# Chapter 11 Classification of Binary outcomes

This section will be expanded to discuss classification for more than two groups.

• Sometimes Odds Ratios can be difficult to interpret or understand.
• Sometimes you just want to report the probability of the event occurring.
• Or sometimes you want to predict whether or not a new individual is going to have the event.

For all of these, we need to calculate $$p_{i} = P(y_{i}=1)$$, the probability of the event.

Back solving the logistic model for $$p_{i} = e^{\beta X} / (1+e^{\beta X})$$ gives us the probability of an event.

$p_{i} = \frac{e^{\beta_{0} + \beta_{1}x_{1i} + \beta_{2}x_{2i} + \ldots + \beta_{p}x_{pi}}} {1 + e^{\beta_{0} + \beta_{1}x_{1i} + \beta_{2}x_{2i} + \ldots + \beta_{p}x_{pi}}}$

Consider the main effects model of depression on age, income and gender from section 10.3.2

Estimate Std.
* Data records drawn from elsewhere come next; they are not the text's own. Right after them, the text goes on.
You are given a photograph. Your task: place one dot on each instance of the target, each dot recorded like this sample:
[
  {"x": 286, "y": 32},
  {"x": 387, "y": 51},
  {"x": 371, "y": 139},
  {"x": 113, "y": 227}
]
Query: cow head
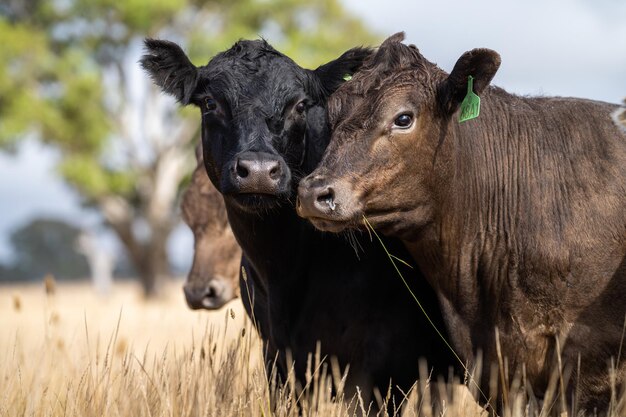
[
  {"x": 264, "y": 122},
  {"x": 214, "y": 276},
  {"x": 387, "y": 123}
]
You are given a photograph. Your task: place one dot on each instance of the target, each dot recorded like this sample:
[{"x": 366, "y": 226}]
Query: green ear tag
[{"x": 470, "y": 107}]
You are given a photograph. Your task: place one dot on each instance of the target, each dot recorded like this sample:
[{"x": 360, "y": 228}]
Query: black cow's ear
[
  {"x": 332, "y": 74},
  {"x": 170, "y": 69},
  {"x": 482, "y": 64}
]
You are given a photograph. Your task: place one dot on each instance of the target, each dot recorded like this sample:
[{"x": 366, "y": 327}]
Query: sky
[{"x": 548, "y": 47}]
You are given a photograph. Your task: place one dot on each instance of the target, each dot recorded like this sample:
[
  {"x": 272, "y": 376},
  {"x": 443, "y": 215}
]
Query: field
[{"x": 72, "y": 353}]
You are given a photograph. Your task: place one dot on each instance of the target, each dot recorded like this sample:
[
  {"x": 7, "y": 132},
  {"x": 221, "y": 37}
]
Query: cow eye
[
  {"x": 301, "y": 107},
  {"x": 403, "y": 121},
  {"x": 210, "y": 103}
]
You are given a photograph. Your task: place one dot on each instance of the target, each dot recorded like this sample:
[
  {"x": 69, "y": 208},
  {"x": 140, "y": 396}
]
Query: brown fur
[
  {"x": 214, "y": 276},
  {"x": 517, "y": 218}
]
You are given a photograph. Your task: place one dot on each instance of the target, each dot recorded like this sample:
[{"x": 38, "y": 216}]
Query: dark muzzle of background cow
[
  {"x": 210, "y": 295},
  {"x": 315, "y": 198},
  {"x": 259, "y": 173}
]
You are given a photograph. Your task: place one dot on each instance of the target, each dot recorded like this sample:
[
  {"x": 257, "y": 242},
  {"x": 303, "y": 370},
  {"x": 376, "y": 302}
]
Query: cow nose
[
  {"x": 258, "y": 173},
  {"x": 315, "y": 198},
  {"x": 207, "y": 297}
]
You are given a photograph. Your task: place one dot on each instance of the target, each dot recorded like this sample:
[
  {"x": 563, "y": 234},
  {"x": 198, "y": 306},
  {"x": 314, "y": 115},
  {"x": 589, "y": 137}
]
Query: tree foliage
[
  {"x": 69, "y": 76},
  {"x": 46, "y": 246}
]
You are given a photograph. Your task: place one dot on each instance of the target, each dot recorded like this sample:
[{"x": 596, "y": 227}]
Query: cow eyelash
[
  {"x": 403, "y": 121},
  {"x": 210, "y": 104}
]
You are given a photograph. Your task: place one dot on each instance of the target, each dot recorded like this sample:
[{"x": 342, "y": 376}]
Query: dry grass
[{"x": 69, "y": 353}]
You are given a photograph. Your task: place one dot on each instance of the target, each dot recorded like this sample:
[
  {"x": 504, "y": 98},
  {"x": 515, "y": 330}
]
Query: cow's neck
[{"x": 267, "y": 238}]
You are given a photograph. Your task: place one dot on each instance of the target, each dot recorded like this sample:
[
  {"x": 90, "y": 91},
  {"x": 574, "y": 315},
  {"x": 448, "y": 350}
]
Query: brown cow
[
  {"x": 620, "y": 117},
  {"x": 517, "y": 218},
  {"x": 214, "y": 276}
]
Error z value Pr(>|z|)
(Intercept) -2.313 0.3315 -6.976 3.044e-12
sex 1.039 0.3767 2.757 0.005831

(Dispersion parameter for binomial family taken to be 1 )

 Null deviance: 268.1 on 293 degrees of freedom Residual deviance: 259.4 on 292 degrees of freedom

The predicted probability of depression is calcualted as: $P(depressed) = \frac{e^{-0.676 - 0.02096*age - .03656*income + 0.92945*gender}} {1 + e^{-0.676 - 0.02096*age - .03656*income + 0.92945*gender}}$

Notice you can’t get a “generic” probability for all individuals. It entirely depends on their covariate profile. In other words, what value X take on for each record.

Let’s compare the probability of being depressed for males and females separately, while holding age and income constant at their average value.

depress %>% summarize(age=mean(age), income=mean(income))
##        age   income
## 1 44.41497 20.57483

Plug the coefficient estimates and the values of the variables into the equation and calculate. $P(depressed|Female) = \frac{e^{-0.676 - 0.02096(44.4) - .03656(20.6) + 0.92945(1)}} {1 + e^{-0.676 - 0.02096(44.4) - .03656(20.6) + 0.92945(1)}}$

XB.f <- -0.676 - 0.02096*(44.4) - .03656*(20.6) + 0.92945
exp(XB.f) / (1+exp(XB.f))
##  0.1930504

$P(depressed|Male) = \frac{e^{-0.676 - 0.02096(44.4) - .03656(20.6) + 0.92945(0)}} {1 + e^{-0.676 - 0.02096(44.4) - .03656(20.6) + 0.92945(0)}}$

XB.m <- -0.676 - 0.02096*(44.4) - .03656*(20.6)
exp(XB.m) / (1+exp(XB.m))
##  0.08629312

The probability for a 44.4 year old female who makes \$20.6k annual income has a 0.19 probability of being depressed. The probability of depression for a male of equal age and income is 0.86.